A 15th-century villa thought to have once been film icon Brigitte Bardot’s summer retreat has been listed for £4.9 million (€5.9 million) on the French Riviera.
In the medieval village of Cabris, around 30 minutes’ drive from Cannes, the hilltop hideaway is said to have been lived in by the actress and singer just after her divorce from her first husband, the screenwriter Roger Vadim in the late Fifties.
Today Le Castelet, a former castle, counts 11 bedrooms in total — split between a main house and guest accommodation in converted stables.
There are two swimming pools, a classic boule court, 80-tree olive grove and private vineyard which produces thousands of bottles of wine to fill the cellar with each year according to the listing with Carlton International.
The villa’s current owners, a Swedish couple, have spent the last 25 years painstakingly renovating it piecemeal after they were selected to become the estate’s custodians by a family who trusted them to “keep the soul” of the property.
Careful modernisation works at the historical home have included transforming stables into the guest annexe and adding both a carport and a lift that make all three levels of the home accessible for wheelchair users.
“They [the current owners] love Provence and the hidden countryside,” said Mervi Ghiotti of Carlton International’s Valbonne office. “It has been a passionate project, done little by little, and it’s time for somebody else to take it on.”
“It’s really the hinterland of the French Riviera.

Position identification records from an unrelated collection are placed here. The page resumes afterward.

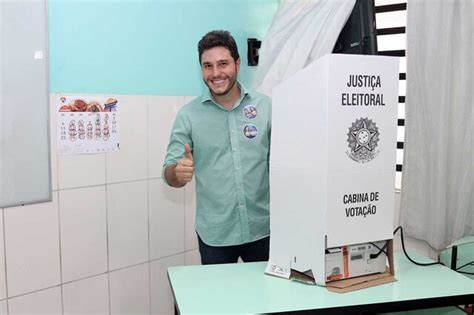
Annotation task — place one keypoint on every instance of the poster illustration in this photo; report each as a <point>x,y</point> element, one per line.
<point>87,125</point>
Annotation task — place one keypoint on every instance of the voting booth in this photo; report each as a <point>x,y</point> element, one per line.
<point>332,168</point>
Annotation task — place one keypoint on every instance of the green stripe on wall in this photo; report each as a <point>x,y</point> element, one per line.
<point>144,47</point>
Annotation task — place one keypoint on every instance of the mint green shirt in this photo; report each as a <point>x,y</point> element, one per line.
<point>230,151</point>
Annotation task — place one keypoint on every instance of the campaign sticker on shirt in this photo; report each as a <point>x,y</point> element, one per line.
<point>250,131</point>
<point>250,111</point>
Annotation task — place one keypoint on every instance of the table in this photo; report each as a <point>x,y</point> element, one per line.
<point>245,289</point>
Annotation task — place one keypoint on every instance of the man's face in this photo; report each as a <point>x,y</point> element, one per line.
<point>219,70</point>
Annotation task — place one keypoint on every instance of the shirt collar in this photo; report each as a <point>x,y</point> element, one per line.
<point>207,96</point>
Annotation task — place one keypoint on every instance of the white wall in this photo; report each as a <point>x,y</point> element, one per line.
<point>103,244</point>
<point>411,244</point>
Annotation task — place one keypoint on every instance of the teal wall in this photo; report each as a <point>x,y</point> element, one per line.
<point>144,47</point>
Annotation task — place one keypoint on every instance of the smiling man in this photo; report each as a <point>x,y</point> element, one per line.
<point>223,140</point>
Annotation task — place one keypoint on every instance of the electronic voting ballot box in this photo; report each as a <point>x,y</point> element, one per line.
<point>332,168</point>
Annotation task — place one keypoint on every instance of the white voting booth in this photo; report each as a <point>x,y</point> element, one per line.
<point>333,156</point>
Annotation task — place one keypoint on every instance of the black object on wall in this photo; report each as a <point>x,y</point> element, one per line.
<point>253,45</point>
<point>359,35</point>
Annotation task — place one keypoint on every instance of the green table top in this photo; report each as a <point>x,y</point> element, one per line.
<point>245,289</point>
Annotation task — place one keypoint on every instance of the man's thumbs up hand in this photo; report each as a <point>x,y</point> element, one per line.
<point>187,152</point>
<point>185,167</point>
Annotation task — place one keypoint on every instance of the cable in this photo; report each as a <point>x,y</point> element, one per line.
<point>406,254</point>
<point>466,273</point>
<point>465,265</point>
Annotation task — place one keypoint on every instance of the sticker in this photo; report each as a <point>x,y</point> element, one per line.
<point>250,111</point>
<point>250,131</point>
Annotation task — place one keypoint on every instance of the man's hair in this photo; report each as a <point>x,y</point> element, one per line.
<point>218,39</point>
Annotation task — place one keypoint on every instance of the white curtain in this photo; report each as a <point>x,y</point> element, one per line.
<point>437,201</point>
<point>301,32</point>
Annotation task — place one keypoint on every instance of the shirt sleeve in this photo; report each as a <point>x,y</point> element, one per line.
<point>180,135</point>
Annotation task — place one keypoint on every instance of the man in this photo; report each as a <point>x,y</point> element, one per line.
<point>215,138</point>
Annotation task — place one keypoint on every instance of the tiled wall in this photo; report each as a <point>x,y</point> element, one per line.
<point>103,244</point>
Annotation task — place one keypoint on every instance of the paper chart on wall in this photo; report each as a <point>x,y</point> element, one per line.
<point>87,125</point>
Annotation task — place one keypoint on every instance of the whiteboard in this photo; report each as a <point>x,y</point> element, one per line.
<point>24,103</point>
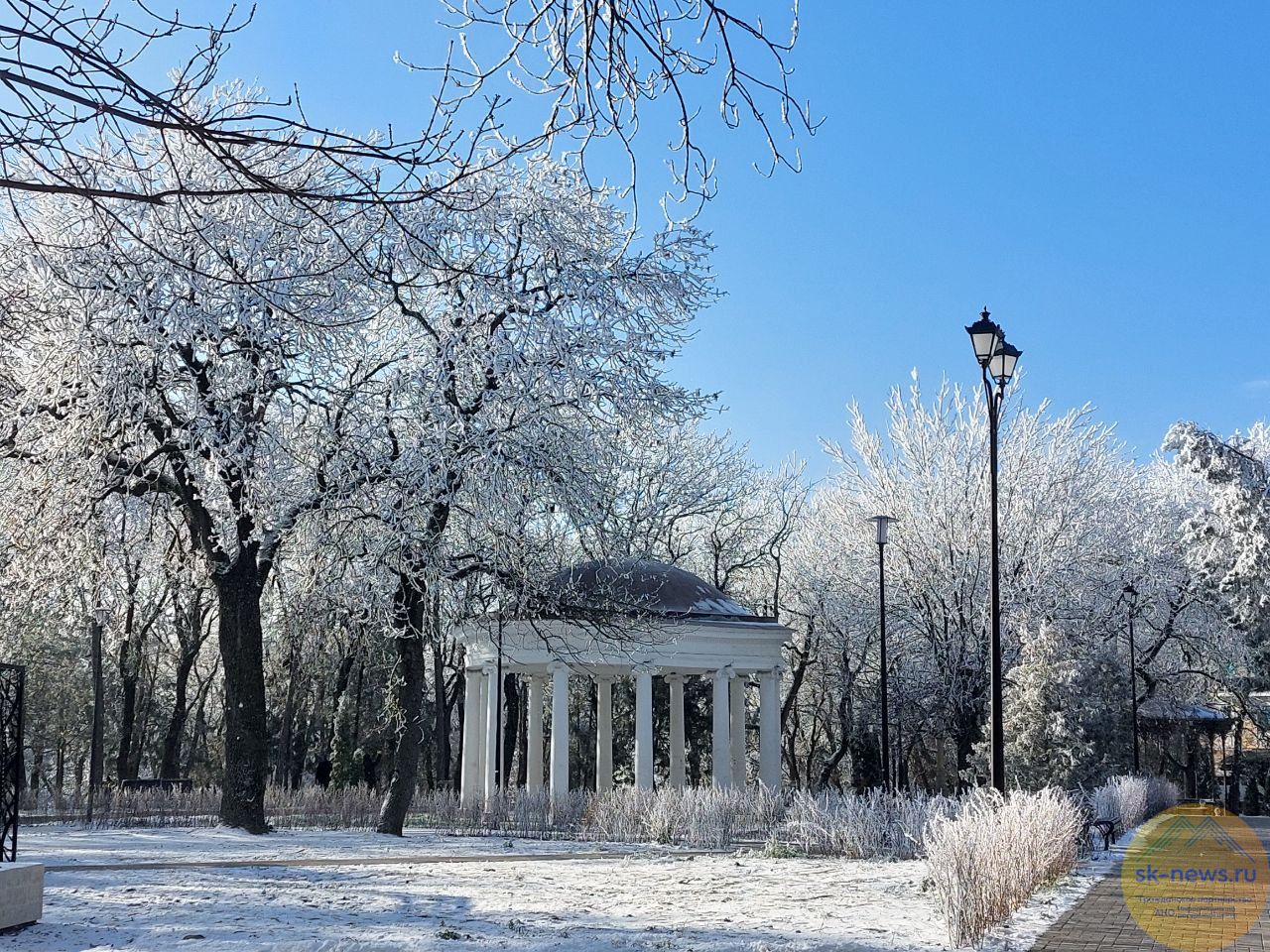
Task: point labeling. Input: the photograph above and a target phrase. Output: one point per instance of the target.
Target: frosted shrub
(873, 825)
(988, 860)
(1130, 801)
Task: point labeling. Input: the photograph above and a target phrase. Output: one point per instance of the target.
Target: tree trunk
(171, 765)
(441, 710)
(511, 725)
(96, 753)
(127, 711)
(408, 699)
(246, 739)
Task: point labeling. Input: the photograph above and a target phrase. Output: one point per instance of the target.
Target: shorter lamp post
(1133, 675)
(881, 524)
(997, 361)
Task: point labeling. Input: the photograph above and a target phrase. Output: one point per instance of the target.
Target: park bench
(164, 783)
(1107, 829)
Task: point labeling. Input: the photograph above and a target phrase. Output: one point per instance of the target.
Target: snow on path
(634, 902)
(630, 902)
(73, 846)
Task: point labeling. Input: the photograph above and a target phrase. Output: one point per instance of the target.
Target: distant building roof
(1167, 710)
(642, 587)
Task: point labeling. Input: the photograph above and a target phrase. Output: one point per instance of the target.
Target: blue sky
(1097, 175)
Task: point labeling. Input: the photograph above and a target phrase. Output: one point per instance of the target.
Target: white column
(643, 729)
(738, 731)
(603, 734)
(677, 744)
(493, 721)
(559, 729)
(770, 729)
(534, 739)
(471, 731)
(720, 754)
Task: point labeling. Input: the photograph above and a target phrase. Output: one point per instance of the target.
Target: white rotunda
(613, 620)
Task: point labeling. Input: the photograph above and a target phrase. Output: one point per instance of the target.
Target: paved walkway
(1101, 920)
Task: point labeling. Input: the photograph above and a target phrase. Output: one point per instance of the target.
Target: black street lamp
(883, 522)
(1133, 675)
(997, 362)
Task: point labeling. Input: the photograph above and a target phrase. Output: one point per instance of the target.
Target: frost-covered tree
(1046, 712)
(1228, 534)
(1064, 483)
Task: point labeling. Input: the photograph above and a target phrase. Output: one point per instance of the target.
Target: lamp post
(1133, 674)
(997, 362)
(881, 524)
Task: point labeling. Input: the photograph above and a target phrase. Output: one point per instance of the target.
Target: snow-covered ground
(503, 898)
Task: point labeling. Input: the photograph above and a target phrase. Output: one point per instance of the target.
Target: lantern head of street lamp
(985, 336)
(1003, 363)
(881, 522)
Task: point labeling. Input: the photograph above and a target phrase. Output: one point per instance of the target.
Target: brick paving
(1101, 921)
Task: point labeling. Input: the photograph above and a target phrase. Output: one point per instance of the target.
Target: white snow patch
(638, 901)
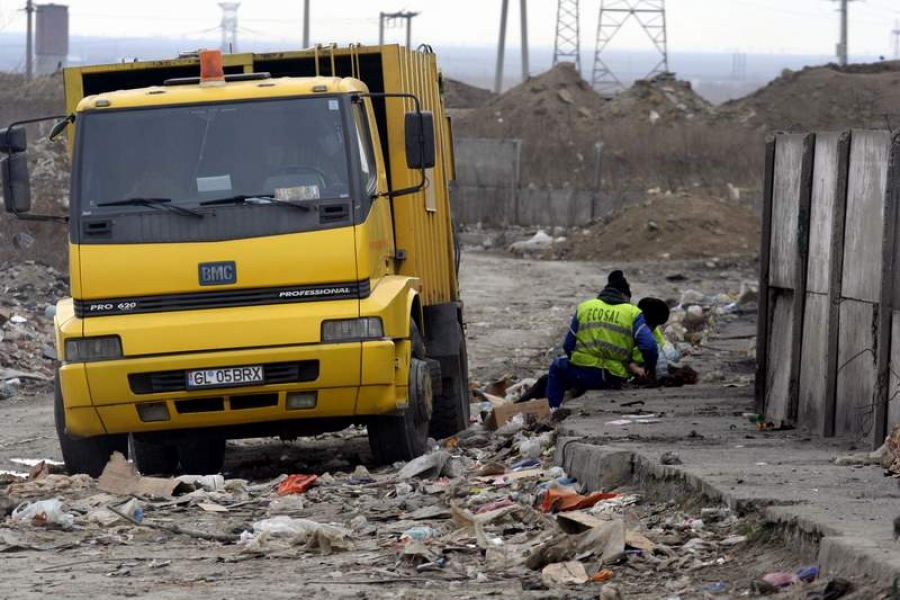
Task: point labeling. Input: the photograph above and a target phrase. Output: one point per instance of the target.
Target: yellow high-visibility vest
(605, 338)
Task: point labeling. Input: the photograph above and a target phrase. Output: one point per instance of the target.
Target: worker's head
(618, 282)
(656, 311)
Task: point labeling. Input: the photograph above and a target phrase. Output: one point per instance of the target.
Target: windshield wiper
(244, 199)
(157, 203)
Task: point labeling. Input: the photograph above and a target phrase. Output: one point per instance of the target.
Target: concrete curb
(605, 467)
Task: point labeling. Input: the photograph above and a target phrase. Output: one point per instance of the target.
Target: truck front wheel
(83, 455)
(404, 437)
(451, 403)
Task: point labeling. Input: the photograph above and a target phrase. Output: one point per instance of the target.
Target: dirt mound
(462, 95)
(676, 227)
(822, 98)
(557, 105)
(23, 99)
(660, 100)
(556, 115)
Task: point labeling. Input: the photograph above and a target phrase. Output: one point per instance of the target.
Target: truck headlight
(344, 330)
(93, 349)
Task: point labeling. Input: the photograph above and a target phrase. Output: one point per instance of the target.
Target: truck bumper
(350, 379)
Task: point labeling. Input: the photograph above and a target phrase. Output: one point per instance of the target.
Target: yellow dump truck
(259, 245)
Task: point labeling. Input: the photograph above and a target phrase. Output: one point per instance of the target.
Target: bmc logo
(220, 273)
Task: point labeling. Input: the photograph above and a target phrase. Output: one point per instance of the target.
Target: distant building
(51, 45)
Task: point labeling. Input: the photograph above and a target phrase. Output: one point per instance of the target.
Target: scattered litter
(120, 477)
(540, 409)
(563, 574)
(561, 500)
(44, 512)
(296, 484)
(33, 462)
(325, 538)
(426, 466)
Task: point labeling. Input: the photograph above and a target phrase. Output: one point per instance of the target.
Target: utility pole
(498, 71)
(229, 26)
(650, 15)
(501, 46)
(896, 34)
(523, 13)
(388, 19)
(306, 23)
(842, 46)
(567, 43)
(29, 39)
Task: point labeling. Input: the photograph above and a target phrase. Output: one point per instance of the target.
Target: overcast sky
(764, 26)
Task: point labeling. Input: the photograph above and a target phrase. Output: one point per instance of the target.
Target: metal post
(498, 76)
(29, 39)
(409, 17)
(306, 23)
(523, 10)
(842, 49)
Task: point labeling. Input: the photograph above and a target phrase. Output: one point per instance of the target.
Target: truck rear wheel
(83, 455)
(202, 456)
(405, 437)
(152, 457)
(451, 405)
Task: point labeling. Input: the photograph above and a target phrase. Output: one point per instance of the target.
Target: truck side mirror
(419, 140)
(16, 187)
(12, 139)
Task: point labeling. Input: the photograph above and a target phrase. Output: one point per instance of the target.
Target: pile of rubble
(668, 226)
(484, 506)
(28, 293)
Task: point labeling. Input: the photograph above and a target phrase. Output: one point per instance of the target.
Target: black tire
(152, 457)
(84, 455)
(405, 437)
(202, 456)
(451, 406)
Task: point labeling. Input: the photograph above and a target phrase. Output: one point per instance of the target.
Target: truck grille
(176, 381)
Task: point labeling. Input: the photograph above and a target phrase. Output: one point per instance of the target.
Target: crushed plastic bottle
(44, 512)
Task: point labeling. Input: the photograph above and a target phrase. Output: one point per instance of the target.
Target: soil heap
(462, 95)
(676, 227)
(823, 98)
(660, 100)
(556, 115)
(23, 99)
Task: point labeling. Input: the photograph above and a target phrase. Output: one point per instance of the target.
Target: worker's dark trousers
(566, 376)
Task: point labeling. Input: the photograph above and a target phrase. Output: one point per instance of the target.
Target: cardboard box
(503, 413)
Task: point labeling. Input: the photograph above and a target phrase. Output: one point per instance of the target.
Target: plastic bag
(44, 512)
(296, 484)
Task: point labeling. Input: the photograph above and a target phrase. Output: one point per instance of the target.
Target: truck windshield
(290, 149)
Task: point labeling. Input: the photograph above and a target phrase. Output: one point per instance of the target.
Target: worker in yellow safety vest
(599, 344)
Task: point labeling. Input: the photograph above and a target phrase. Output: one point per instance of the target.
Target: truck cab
(255, 254)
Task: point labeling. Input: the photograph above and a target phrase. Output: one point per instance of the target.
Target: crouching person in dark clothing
(600, 342)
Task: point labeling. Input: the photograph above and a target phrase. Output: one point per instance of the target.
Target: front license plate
(225, 377)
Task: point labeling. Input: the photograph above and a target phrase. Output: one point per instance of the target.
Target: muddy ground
(516, 310)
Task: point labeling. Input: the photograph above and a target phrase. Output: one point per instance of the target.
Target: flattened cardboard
(501, 414)
(121, 478)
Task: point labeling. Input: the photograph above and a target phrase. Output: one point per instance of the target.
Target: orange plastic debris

It’s close to Cannes but when you go there you feel like you’re in a boutique hotel,” Ghiotti added.
Undoubtedly the star feature of the property, the main terrace with its infinity pool, sunbathing areas and 180-degree views of the Esterel Mountain range has been designed to feel as though cut into the hillside.
Homes of a similar size in the ultra-exclusive region tend to rent for between £20,000 and £25,000 a week.
Neighbours over the years have included French writer and film director Marcel Pagnol, known for his novels Jean de Florette and Manon des Sources – both adapted into films in the 1980s.
French actor Jean Marais, Bardot’s co-star in one of her earliest films School for Love (1955), lived a few hundred metres up the road from Le Castelet during the 1950s according to its current owners.